![]() |
Lightwaves By: Lois Hutchinson ----THEATRICAL LIGHTING FIXTURES |
For sheer drama, retail lighting designers look to the theater. The impact of pattern projectors, color washes and automated lighting fixtures is proven. But these fixtures were not originally designed for permanent installations. Themed venues have driven their evolution, increasing reliability, life and energy efficiency. Today, theatrical-type archi- tectural fixtures create animation, mood and intensity in thousands of retail experiences."
The Madison, Wis., Sentry Foods supermarket is divided into "shops" to evoke a neighborhood marketplace feel. Lighting designer Marty Peck, Creative Lighting (Milwaukee), used pattern projectors in the produce area to contend with the low ceiling height while lending "outdoor" ambience.
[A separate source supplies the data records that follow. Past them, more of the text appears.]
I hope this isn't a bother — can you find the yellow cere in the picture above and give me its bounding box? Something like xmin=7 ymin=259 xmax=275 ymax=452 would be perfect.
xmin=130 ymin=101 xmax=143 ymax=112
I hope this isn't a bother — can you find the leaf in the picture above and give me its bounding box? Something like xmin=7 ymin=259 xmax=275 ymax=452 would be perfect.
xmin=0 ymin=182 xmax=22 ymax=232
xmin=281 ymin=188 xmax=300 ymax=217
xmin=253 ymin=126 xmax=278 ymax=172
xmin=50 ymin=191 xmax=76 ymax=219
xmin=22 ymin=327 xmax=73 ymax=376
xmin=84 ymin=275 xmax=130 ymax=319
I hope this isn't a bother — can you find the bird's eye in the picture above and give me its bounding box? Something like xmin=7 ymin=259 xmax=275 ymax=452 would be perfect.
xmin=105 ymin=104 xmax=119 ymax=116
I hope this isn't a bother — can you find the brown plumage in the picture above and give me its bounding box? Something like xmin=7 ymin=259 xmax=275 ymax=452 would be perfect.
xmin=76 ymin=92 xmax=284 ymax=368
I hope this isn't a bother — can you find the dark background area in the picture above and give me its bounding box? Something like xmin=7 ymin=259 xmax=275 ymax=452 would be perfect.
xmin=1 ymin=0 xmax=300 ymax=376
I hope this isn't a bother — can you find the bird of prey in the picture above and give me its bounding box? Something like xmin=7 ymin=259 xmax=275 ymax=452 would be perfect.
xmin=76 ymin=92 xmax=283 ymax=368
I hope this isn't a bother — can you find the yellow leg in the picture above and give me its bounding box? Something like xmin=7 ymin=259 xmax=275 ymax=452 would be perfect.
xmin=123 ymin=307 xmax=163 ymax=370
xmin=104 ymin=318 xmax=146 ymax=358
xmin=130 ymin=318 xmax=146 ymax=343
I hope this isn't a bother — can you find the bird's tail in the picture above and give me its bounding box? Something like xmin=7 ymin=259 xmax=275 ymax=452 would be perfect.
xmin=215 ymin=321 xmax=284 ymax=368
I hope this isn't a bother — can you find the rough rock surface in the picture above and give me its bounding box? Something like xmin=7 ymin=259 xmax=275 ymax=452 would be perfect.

Pattern projectors use slide projector-type reflectors and lenses to cast an image onto a surface. The lenses are adjusted to focus the image precisely, and the patterns (like slides) can be changed. Punched-out metal gobos, color filters, lithographed glass and vivid dichroics all come in standard and custom patterns.
An existing header jutting down from the ceiling bisected the space, says Peck. "I saw it as an opportunity to promote this outdoors/indoors feel. Projection luminaires throw abstract clouds onto the flat surface, giving it texture, or a three-dimensional feel. It goes well with the meadow mural just behind, instead of blocking it, so it worked out in a number of ways."
Should Sentry Foods choose to remodel, the cloud gobo and straw-yellow color filter can be replaced with artwork, a logo or signage. Peck calls it "intense wallpaper." The metal halide pattern projector he chose, from ETC (Middleton, Wis.), is more practical than the original halogen version developed for the theater: Four times the lamp life means replacing bulbs less often; it consumes two-thirds less energy and runs much cooler.
Also, Peck animated Sentry's seafood "shop." "We brought in these same projectors with blue filters and wave-like templates to create an underwater theme. Animation wheels, which are fairly inexpensive, fit into the template slot and rotate the gobo," he says. "It's almost like light dancing through water This little bit of liveliness draws your eye into the space."
Marsha Stern, president of Marsha Stern Lighting Design and Consulting Inc. (New York), joined the melee at the FAO Schwarz flagship store in New York. She exploited inexpensive halogen pattern projectors, as well as rock 'n' roll-type automated fixtures, to add flash and fantasy to the Star Wars Episode I and Nickelodeon boutiques. "The automated equipment gives that movement of light and changing saturated color that create visual excitement," Stern says, "something that will attract people from 50 feet away."
In the Star Wars boutique, color washes from Iridium automated fixtures, an ETC line, swoop and play across the walls, floor and spaceships. "They let me turn the lights out in the ceiling and work from a dark palette," says Stern, "Lighting in the wall units adequately illuminates the merchandise without taking away from the overall dark, spacey ambience."
For the Nickelodeon brand, "they took a heavily trafficked aisle space in the center of the main floor, and wanted something to make it stand out from all these other high-impact areas that enveloped it." Stern chose automated color wash lights with on-board controllers from Martin Professional (Hollywood, Fla,). "You can get more lights out of your budget if you don't have to pay for a control system, too," she adds.
Theatrical-type lighting fixtures are generally pricey, and with automated fixtures there's the added cost of programming. Because of their complex electronics, optics and motors, automated fixtures can be higher maintenance (although this is becoming less of an issue as the technology evolves]. According to Paul Gregory, principal of Focus Lighting (New York), "Some owners just want that level of excitement. They really want, as we do, to put the patron on a stage - to create a theatrical environment that the viewer is part of."
Gregory specified a highly versatile moving-mirror automated fixture for the atrium of the U.S. flagship H&M store in Manhattan. "They came to us for a big splash," he says, "something that would create excitement on Fifth Avenue," At the top of the huge three-story atrium in the middle of the first floor, six Italian Clay Paky fixtures create spiraling, changing patterns and color washes on the walls and floor Gregory says, "The beams move-and-hold about every 15 seconds," adding a lot of kinetic energy.
As they go around, the fixtures also highlight various products. When all six come to rest on a single black dress, they're pouring on 300 to 400 footcandles:
"It's simply brighter than anything on Fifth Avenue," says Gregory. "Whether we're streaking the wall for texture or projecting patterns on the floor or changing colors and aiming to light the product like a sculpture - it's really endless how much we can achieve,"
Marsha Stern Lighting Design and Consulting Inc. (New York) infused the FAO Schwarz flagship in New York with flash and fantasy, courtesy of inexpensive halogen pattern projectors and rock 'n' roll-type automated fixtures.